NOTE 1: Alan’s favourite films: Naturally enough ‘Head’ is at the top spot and The Beatles’ ‘Help!’ – see review no 3 – is right behind. The best of the rest are the dwarf-criminal escapade ‘Time Bandits’ (yes, OK, there is a George Harrison soundtrack but this is the one Monty Python related film that is actually funny rather than odd or dull – and yes I do include the hideously over-rated ‘Life Of Brian’!), the wonderfully poignant ‘Bridge To Terabithia’ (in which music features heavily too, strangely enough), the greatest and most criminally under-rated film Disney ever made ‘Pete’s Dragon’ (which features Helen Reddy’s singing the drop dead gorgeous ‘Candle In The Water’) and the fascinatingly slow and oblique ‘Lost In Translation’ (which has a cracking soundtrack). Only Tony Hancock’s movingly brave and bleak ‘The Punch and Judy Man’ and the psychedelic ‘The Neverending Story’ have no musical links in my top list – although the first does have a link with this ‘Wonderwall’ film via Irene Handl!

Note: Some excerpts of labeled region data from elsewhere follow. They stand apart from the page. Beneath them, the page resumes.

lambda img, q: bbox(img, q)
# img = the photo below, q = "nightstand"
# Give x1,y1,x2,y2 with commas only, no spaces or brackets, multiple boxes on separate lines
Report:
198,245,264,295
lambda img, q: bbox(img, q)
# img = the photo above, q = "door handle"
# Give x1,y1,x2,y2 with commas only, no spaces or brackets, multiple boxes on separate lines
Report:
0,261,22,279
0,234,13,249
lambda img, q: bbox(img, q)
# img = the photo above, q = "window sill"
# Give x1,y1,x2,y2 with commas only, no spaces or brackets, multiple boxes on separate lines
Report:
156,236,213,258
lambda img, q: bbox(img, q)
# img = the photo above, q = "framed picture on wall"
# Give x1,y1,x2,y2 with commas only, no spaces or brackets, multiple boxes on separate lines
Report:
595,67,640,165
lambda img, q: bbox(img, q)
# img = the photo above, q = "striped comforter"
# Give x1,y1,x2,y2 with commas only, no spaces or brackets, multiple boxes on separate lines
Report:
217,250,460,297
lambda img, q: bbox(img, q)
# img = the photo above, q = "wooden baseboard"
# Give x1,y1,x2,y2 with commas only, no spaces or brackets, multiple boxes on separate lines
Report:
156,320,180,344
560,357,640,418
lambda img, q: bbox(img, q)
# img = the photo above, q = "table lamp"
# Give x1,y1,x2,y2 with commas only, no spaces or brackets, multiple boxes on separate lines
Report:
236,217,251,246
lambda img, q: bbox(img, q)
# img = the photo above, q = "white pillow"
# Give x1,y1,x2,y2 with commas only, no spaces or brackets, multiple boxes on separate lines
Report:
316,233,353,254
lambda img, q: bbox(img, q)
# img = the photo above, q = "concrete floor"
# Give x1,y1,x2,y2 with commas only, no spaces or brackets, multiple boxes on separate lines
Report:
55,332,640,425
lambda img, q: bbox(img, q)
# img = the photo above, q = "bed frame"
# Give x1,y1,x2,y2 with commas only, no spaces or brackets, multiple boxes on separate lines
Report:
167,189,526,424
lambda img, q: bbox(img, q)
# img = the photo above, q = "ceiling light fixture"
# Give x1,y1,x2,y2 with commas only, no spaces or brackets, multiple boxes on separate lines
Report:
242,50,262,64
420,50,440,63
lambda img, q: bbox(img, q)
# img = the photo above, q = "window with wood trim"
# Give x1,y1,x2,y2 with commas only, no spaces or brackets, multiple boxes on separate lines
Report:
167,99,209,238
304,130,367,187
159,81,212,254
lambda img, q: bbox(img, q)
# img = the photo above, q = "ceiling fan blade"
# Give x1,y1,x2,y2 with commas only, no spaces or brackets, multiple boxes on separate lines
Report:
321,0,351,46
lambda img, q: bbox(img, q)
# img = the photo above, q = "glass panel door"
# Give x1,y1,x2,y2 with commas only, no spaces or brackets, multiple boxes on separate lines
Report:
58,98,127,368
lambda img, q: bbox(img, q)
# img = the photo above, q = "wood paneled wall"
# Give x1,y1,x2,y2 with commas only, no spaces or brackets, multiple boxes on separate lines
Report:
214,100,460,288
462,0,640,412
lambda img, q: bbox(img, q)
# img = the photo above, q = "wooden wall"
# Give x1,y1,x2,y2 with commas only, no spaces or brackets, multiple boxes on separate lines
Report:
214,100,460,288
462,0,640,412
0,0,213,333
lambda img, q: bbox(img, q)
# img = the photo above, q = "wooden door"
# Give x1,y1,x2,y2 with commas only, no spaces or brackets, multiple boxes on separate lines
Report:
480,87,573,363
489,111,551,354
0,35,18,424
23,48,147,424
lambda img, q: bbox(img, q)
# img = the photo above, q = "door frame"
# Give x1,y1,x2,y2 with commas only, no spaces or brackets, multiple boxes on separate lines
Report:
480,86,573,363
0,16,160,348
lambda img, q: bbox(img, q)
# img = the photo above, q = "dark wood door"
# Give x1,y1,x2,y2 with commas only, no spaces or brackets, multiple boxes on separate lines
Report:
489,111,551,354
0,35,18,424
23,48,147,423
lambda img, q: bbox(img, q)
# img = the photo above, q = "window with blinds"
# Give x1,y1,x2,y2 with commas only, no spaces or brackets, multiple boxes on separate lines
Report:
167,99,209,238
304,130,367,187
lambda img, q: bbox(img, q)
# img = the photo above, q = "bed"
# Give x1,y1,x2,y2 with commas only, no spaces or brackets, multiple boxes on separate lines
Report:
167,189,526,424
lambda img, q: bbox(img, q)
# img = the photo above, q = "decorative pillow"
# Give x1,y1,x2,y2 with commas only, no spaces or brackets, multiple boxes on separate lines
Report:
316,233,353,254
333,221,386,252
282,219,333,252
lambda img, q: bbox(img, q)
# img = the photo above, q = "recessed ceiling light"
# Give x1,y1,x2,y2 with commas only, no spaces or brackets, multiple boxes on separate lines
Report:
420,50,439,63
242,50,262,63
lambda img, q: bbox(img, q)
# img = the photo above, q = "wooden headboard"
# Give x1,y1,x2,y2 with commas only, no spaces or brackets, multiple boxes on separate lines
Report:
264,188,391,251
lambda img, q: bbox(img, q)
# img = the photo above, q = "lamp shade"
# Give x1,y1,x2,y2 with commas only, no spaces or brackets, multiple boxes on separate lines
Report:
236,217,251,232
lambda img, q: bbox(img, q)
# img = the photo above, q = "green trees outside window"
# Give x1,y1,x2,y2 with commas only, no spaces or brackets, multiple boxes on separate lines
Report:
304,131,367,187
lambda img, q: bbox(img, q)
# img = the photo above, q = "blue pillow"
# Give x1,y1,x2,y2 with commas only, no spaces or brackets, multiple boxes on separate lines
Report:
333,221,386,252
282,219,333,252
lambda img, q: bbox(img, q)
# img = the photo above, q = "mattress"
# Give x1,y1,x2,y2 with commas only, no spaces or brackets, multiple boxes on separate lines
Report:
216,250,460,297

You may notice something else about this list too; with the exception of ‘Bandits’ and ‘Dragon’ there are no direct lines between the good and the bad (and the ugly) in any of these films, simply people trying their best to live life their own way – the friction comes from other ordinary people living life their way and the clashes with their own (although you could make a case for ‘apathy’ in the case of ‘Story’). Even ‘Help!’ makes sense when you understand that the Kaiili tribe are simply following instructions left to them that they think will extend peace and tranquillity to their sect (with poor Ringo caught up in the middle of everything!)